I spent time with an amazing woman last month and, instead of writing to her directly to acknowledge what I see as her remarkable qualities as a leader, I have decided to write this as a public letter because I think these qualities are essential for leading the implementation of the After Action Review (AAR) approach in large organisations.

Dear Ann*

Bringing about change in an organisation is not everyone’s “cup of tea” and is rarely in anyone’s job description, yet I have been so impressed by your determination to make change happen and ensure patient safety is improved by using AAR.

Every AAR creates an opportunity for change, for the individuals participating and the team and organisation they belong to, as well as future patients. Whilst this is not an easy or straightforward process when the approach is so new in a Hospital Trust like yours, you remain clear in your vision.

I was amazed by how undaunted you seemed about the journey ahead, even in the face of the reluctance to do things differently that was expressed. Some people are weary and wary of change and others are doubtful of their abilities, but your energy and commitment are contagious and were felt by many in the group.

Listening to you speak to the other new AAR Conductors about the work to be done in the weeks and months ahead to embed AAR as the preferred Learning Response Tool, confirmed my view of you as a remarkable leader. Those listening were inspired too, and their fears and concerns were allayed when you articulated your grasp of their concerns and the value of the end goal.

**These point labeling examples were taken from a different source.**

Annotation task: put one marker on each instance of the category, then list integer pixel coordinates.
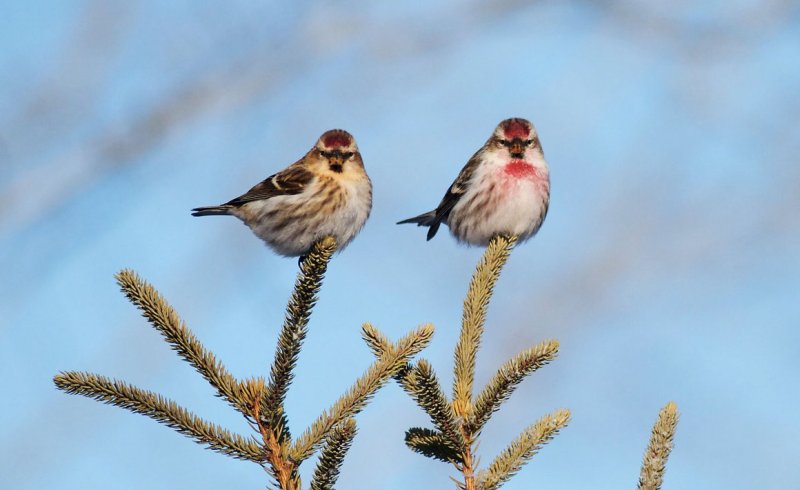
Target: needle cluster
(261, 402)
(458, 421)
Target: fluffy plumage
(327, 192)
(503, 189)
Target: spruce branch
(161, 409)
(379, 344)
(474, 318)
(502, 385)
(428, 393)
(657, 452)
(522, 449)
(330, 461)
(357, 396)
(164, 319)
(433, 444)
(294, 329)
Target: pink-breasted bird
(503, 189)
(327, 192)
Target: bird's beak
(517, 147)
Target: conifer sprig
(167, 322)
(502, 385)
(155, 406)
(362, 390)
(459, 422)
(433, 444)
(295, 324)
(657, 452)
(330, 461)
(473, 319)
(522, 449)
(260, 402)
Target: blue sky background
(668, 266)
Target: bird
(325, 193)
(504, 189)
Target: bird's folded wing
(286, 182)
(456, 190)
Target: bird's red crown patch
(515, 129)
(336, 139)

It can’t have been easy listening to people’s high expectations for what you should be doing for them, but you responded with dignity and humility, acknowledging where you could have done more and earning respect in doing so.

I was also struck by your compassion for people’s resistance to take those first steps forward to initiate the change. You can see what After Action Review will do for the speed and quality of learning in your hospital, but pioneering is not for everyone and you understand that.

I have three pieces of advice to offer to help you in the weeks ahead:

1) Recruit and celebrate your “followers”. Not only will they make your journey more enjoyable, but they will also bring others along with them and grow the energy for change quicker. All the steps, however small, that people take in the weeks ahead to help with implementing the AAR approach, should be praised and recognised.

2) Keep the bigger picture in mind. Whenever you are having to deal with the red tape of governance, or the politics of the many stakeholders in patient safety, stay strong to the vision of rapid actionable learning and safer patient care that will be the outcome.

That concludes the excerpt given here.